Miller - historyk rozgrzesza wojska radzieckie: Powstanie Warszawskie było skierowane przeciw Armii Czerwonej. Zrozumiałe więc, że nie pomogła

Czytaj więcej Subskrybuj 50% taniej
Sprawdź
fot.rmf.fm
fot.rmf.fm

Powstanie Warszawskie było skierowane przeciw Armii Czerwonej, wobec czego nie powinno dziwić, że Rosjanie nie pospieszyli powstańcom z pomocą. Oto historyczna wykładnia wydarzeń z 1944 roku wg Leszka Millera.

Szef Sojuszu Lewicy Demokratycznej usiłował  w RMF FM interpretować zarówno historię najnowszą jak i usprawiedliwiać żenujące wpadki swoich kandydatów do Parlamentu Europejskiego. Zdążył też dać kosza Aleksandrowi Kwaśniewskiemu i jego sojusznikom.

Miller jednoznacznie opowiedział się za pozostawieniem Pomnika Czterech Śpiących na Placu Wileńskim w Warszawie. Dlaczego? Ponieważ , jak twierdzi:
„Polska została wyzwolona przez Armię Czerwoną i Wojsko Polskie.”

Właśnie niedawno obchodziliśmy rocznicę zakończenia tej wojny i jest mi bardzo przykro, że naczelne władze Rzeczpospolitej uznały, że biało-czerwona flaga nigdy nie powiewała nad Berlinem. Rozumiem wstydzą się tego faktu.

— mówił Leszek Miller.

A to, że ta Armia Czerwona i to Wojsko Polskie patrzyło z praskiego brzegu jak się powstanie wykrwawia, to panu nie przeszkadza?

— chciał wiedzieć dziennikarz.

Dlatego że powstanie politycznie było skierowane przeciwko tej armii

— rozgrzeszył sowieckich generałów polski polityk.

Ale pomóc mogła. Zwłaszcza, że nawoływała do powstania

— stwierdził Konrad Piasecki.

Mogła, ale skoro było tak, że nie było żadnych rozmów, nie było żadnych uzgodnień, politycznie było skierowane przeciwko tej armii, to czego się pan spodziewał?

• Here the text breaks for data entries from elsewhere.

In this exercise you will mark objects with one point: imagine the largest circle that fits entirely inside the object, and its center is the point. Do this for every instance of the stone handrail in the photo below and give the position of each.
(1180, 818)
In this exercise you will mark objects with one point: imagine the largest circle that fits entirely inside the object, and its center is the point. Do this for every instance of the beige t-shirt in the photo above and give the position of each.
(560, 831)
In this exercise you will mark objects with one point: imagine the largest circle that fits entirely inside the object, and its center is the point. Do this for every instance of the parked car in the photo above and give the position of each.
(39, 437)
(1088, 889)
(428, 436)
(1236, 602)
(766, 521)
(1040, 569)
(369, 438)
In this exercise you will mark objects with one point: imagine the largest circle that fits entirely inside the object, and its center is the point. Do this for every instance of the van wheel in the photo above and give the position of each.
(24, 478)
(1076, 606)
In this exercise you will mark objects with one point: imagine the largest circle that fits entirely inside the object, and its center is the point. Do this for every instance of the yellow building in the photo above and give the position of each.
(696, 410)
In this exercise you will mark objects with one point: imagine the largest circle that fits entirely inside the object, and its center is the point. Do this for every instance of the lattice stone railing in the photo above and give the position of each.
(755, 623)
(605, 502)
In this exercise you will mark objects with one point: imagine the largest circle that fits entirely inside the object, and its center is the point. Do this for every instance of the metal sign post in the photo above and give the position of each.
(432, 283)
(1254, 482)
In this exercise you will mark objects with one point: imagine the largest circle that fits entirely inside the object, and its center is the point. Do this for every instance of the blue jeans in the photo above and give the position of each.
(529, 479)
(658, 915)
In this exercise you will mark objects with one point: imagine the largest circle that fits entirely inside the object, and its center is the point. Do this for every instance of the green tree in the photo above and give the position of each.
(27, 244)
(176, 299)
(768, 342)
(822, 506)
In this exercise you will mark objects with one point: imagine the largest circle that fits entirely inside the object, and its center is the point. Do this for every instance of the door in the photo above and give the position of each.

— odpowiedział beztrosko Miller.

Z równą determinacją szef sojuszu usiłował też bronić swoich kandydatów Parlamentu Europejskiego. Nawet tych, który z wykazali się całkowitą ignorancją. M.in Macieja Żurawskiego, który nie miał pojęcia czego dotyczą porozumienia z Kioto.

Problematyka Kioto luźno się wiąże z Parlamentem

— przekonywał polityk.

A wie pan, co powiedziała kandydatka Jesień, lekkoatletka, na bardzo unijne pytanie - bo została zapytana, ile jest państw w Unii Europejskiej?

— spytał Konrad Piasecki.

Nie wiem

— przyznał Miler.

To bardzo podchwytliwe pytanie, dokładnie to panu nie powiem

— zacytował dziennikarz.

A - przyzna pan - liczba krajów, które są w Unii Europejskiej, już jakoś tam z Parlamentem Europejskim się wiąże

—dodał

Tu ma pan rację oczywiście. Może pan pewnie podać jeszcze parę takich przykładów

— próbował zachować spokój polityk.

Jest jeszcze kandydat Bąkiewicz - on w ogóle wyłącza telefon, jak zada mu się tak brzydkie, podchwytliwe pytanie.

— „dobił” Millera Piasecki.

Robiąc dobrą minę do złej gry były premier zapewniał, że niezależnie od wpadek kandydaci - celebryci zasługują na zaufanie, a braki w unijnej edukacji szybko nadrobią.

Ze znacznie większą satysfakcją odniósł się do słów Janusza Palikota, że Aleksander Kwaśniewski to dziś wartość 1-2 proc.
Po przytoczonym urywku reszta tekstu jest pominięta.